The permanent rotor magnet is rotated a first amount by an external force that moves the permanent rotor magnet away from the offset towards the inner surface that extends from the first edge portion such that a magnetic torque rotates the rotor about the common axis to return to the neutral position. In one embodiment, the first amount is between about 20 degrees to about 60 degrees such that the magnetic torque rotates the rotor about the common axis to return to the neutral position. Prefereably, the first amount is about 30 degrees.

BRIEF DESCRIPTION OF THE DRAWINGS

FIG. 1 is a plan view of one embodiment of the rotor and stator assembly of the present disclosure;

FIG. 2 is a plan view of another embodiment of the rotor and stator assembly of the present disclosure;

FIG. 3 is a cross sectional view of one embodiment of the rotor and stator assembly of the present disclosure with a plurality of aligned stators within a housing; and

FIG. 4 is a perspective view of the rotor and stator assembly of FIG. 1.

DETAILED DESCRIPTION

With reference to FIGS. 1 and 4, illustrated is one embodiment a rotor and stator assembly 10 of the current disclosure. The assembly 10 is particularly useful as a magnetic hinge device that requires rotation from an external force and a return to a neutral position. The assembly 10 includes a stator 15 having a housing 20 with a generally square shaped outer body 25 with rounded edges 30. The stator 15 includes an inner portion 35 having an inner surface 40. The inner surface 40 having a generally continuous profile that defines an inner cavity 45. In one embodiment, the inner portion 35 is a continuous body in which a bore hole is drilled to create the contours of the inner surface 40 and the inner cavity 45. Alternatively, the inner portion 35 could be a plurality of sections so long as the inner cavity 45 is defined by the inner surface 40 having a generally continuous profile. The stator 35 is made of a ferromagnetic material. The outer body 25 is attached to the inner portion 35 of the stator 35 by a plurality of conventional fasteners 48.

A rotor 50 is provided within the inner cavity 45 of the stator 15. The rotor 50 and the stator 15 align along a common axis of rotation 100. The rotor includes a platform member 55 that is attached to a rotor surface 52. In one embodiment, the platform member 55 has a generally square cross sectional shape with four platforms and a threaded inner surface.

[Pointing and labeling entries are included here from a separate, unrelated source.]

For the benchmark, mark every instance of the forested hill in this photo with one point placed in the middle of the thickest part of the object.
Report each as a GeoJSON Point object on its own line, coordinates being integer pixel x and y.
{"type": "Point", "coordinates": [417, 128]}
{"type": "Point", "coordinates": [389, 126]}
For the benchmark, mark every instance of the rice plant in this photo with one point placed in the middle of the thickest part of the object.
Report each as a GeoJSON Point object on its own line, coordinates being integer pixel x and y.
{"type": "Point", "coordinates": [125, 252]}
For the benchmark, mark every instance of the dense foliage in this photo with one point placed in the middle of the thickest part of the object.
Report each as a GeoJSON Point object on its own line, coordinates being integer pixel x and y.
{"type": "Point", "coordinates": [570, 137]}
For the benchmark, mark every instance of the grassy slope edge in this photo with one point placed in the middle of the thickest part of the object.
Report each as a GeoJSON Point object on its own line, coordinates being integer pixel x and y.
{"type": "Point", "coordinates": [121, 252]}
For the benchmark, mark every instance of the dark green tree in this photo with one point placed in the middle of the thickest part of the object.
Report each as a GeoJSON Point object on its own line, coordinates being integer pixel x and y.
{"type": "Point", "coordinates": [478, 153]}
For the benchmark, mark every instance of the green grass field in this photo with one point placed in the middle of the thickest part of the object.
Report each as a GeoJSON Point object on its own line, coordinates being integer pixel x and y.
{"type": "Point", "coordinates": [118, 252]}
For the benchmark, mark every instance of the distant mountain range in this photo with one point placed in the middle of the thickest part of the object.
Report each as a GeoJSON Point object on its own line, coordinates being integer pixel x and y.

The rotor 50 is threadingly attached to the platform member 55. However, the platform member 55 could be attached to the rotor 50 by adhesives, fasteners or other known methods.

At least one permanent rotor magnet 60 is attached to the rotor 50. In one embodiment, a plurality of magnets 60 a, 60 b, 60 c, 60 d are attached to the platform member 55 and radially extend from the rotor 50. The magnets 60 are permanent type magnets and are not powered by electrical means. In one embodiment, the magnets are neodymium type magnets that have various magnetic flux ratings and in particular range between N35-N52. The plurality of magnets 60 a-60 d are each attached to the four platforms of the platform member 55 by conventional fasteners 65. As illustrated by FIG. 1, magnet 60 a is attached to the rotor 50 at a radial position 68 that is positioned in the neutral position 67 in alignment with an offset 70 and the stator magnet 85.

The inner surface 40 of the stator 15 has a generally continuous profile shape that includes the offset or step 70. The offset 70 is positioned between a first edge portion 75 and a second edge portion 80 of the inner surface 40. The first edge portion 75 is radially spaced a first distance D1 from the axis of rotation 100. The second edge portion 80 is radially spaced a second distance D2 from the axis of rotation 100 wherein the first distance D1 is greater than the second distance D2. In one embodiment, as illustrated by FIGS. 1 and 4, the offset 70 is aligned generally perpendicular between the first edge portion 75 and the second edge portion 80.

In the embodiment of FIG. 1, a permanent stator magnet 85 is provided within the stator 15 and coupled to the inner surface 40 at a position adjacent the offset 70. In this embodiment, the stator magnet 85 is a generally rectangular shaped body that is attached between the first edge portion 75 and the second edge portion 80 of the inner surface 40. The magnet 85 is a neodymium type magnet that can have various magnetic flux ratings and in particular range between N35-N52.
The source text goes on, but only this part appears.